Erik Schrody has a thin, Abe Lincoln beard, a piercing stare and a B-boy swagger. Around his neck hangs a pendant that spells out EVERLAST in gold and diamonds – a tag the twenty-nine-year-old has answered to since before his days as the front MC of House of Pain – the same moniker that now adorns his powerful solo departure, Whitey Ford Sings the Blues. Schrody’s arms are a canvas of skulls and personal graffiti from forearm to shoulder. On his chest are more tattoos: the Chinese symbol for love and another that says SINN FEIN, the political wing of the Irish Republican Army. Between the tattoos, a bubbly seven-inch scar splits his sternum in two.
He is a large man, Schrody – sharp and personable but also well aware of his intimidating reputation – so when he invites you to place your ear to his chest, the automatic reaction is not to nuzzle.
“Come on,” he says as you inch closer. “I’m not shy about it.”
And so you lean in and hear a deep, resonant ticking, like a metronome keeping time in his chest.
“I find it very soothing,” says Schrody. “I like hearing it.”
This beat began a year ago, the day Schrody completed Whitey Ford, the collection of hard-edged hip-hop and brooding blues and folk tunes that he knew would redefine him. It was that very evening when Schrody’s chest began to tighten. After more than five hours of Schrody laboring to breathe, his co-producer and friend John Gamble asked him whether he needed to go to the hospital. Unaware that his aorta had torn and that his heart was drowning in blood, Schrody said no; Gamble called for an ambulance anyway. Miraculously, Schrody didn’t suffer his massive heart attack until just after he’d been wheeled into the emergency room.
“They looked at me, tattoos and all that, and probably thought I was shooting dope or sniffin’ coke,” says Schrody, who has had a heart condition since birth. “Luckily my doctor is a consultant at the hospital they took me to, so they got my records pretty quick. If it had taken another twenty minutes, I’d be dead.”
When he awoke three days later with an artificial valve clicking in his chest, Schrody saw his mother and father, who divorced bitterly nine years ago, on either side of his bed.
“And that’s when I knew it was really bad,” he says.
Schrody laughs a wicked, throaty laugh. It is the kind of emotional burst you expect of him, a moment that’s neither lighthearted nor sinister but somewhere, somehow, at the edges of both.
It makes sense that Schrody’s music is as complex and contradictory as he is – able to draw from diverse genres without sacrificing any of their authority in the process. How else to explain the old-school boasting of “Money (Dollar Bill),” just a track away from the pensive, dark folk of the hit “What It’s Like”? Or “Ends,” the cut between those two, a guitar-strummed blues-and-rap morality play?

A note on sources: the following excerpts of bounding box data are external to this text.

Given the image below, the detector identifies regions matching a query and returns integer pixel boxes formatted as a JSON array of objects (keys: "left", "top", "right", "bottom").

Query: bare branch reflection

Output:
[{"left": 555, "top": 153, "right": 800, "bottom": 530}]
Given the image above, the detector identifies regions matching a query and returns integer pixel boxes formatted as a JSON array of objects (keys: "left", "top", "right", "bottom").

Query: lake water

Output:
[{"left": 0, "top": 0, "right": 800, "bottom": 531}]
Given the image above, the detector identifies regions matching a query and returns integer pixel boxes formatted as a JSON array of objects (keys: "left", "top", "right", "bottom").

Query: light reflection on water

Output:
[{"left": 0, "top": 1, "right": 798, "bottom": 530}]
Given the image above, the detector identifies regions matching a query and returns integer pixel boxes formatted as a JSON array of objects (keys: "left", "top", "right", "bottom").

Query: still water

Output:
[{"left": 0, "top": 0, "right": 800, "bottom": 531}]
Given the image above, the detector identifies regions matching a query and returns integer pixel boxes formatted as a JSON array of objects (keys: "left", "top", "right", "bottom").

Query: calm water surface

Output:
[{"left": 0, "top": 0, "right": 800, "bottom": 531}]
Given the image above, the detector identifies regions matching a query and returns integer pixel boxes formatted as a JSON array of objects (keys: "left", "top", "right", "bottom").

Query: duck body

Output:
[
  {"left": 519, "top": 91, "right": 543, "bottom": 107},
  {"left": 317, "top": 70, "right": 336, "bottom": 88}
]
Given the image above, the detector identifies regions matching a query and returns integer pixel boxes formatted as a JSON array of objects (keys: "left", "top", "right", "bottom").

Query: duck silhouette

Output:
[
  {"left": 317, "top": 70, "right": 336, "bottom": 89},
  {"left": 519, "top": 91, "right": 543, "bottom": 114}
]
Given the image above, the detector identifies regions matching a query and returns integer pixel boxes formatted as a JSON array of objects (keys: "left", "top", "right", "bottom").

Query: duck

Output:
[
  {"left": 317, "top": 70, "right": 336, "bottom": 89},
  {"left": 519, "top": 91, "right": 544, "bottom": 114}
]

It is for that track that Schrody will head to Las Vegas to shoot Whitey Ford’s second video. It’s midday, and we are in his manager’s Los Angeles office, and Schrody needs to run a few preflight errands, so we go outside and hop into his Land Rover.
“My doctor said this valve will last my lifetime,” says Schrody as we hit the road. “I told him, ‘I know it’s gonna last my lifetime – can you just give me a roundabout figure how long that will be?’ ”
Schrody laughs again and cranks up the blistering version of John Lee Hooker’s “Blues for Christmas” that he performed last year at L.A. radio station KROQ’s annual Christmas concert. Choosing it had proved a struggle, since Schrody converted to Islam two years ago and needed a song without overtly Christian overtones.
Certainly, Schrody’s heart attack wasn’t his only life-altering event of the last few years. There was his transformation from Irish-Catholic punk to devout Muslim. (“It makes me able to look at myself and say, ‘OK, I’m making progress in life,’ ” he says. “I’ve had my heyday of debauchery.”) Then there was the breakup of a long-term relationship, which he chronicles on Whitey Ford in “The Letter” and “Seven Years.” (“That person gave me all of herself,” says Schrody. “But I was a rock star and had to fuck a lot of bitches.”) Not to mention the dismantling of House of Pain – with their drunken Irish frat-boy reputation – and Schrody’s decision, two years ago, to stop drinking.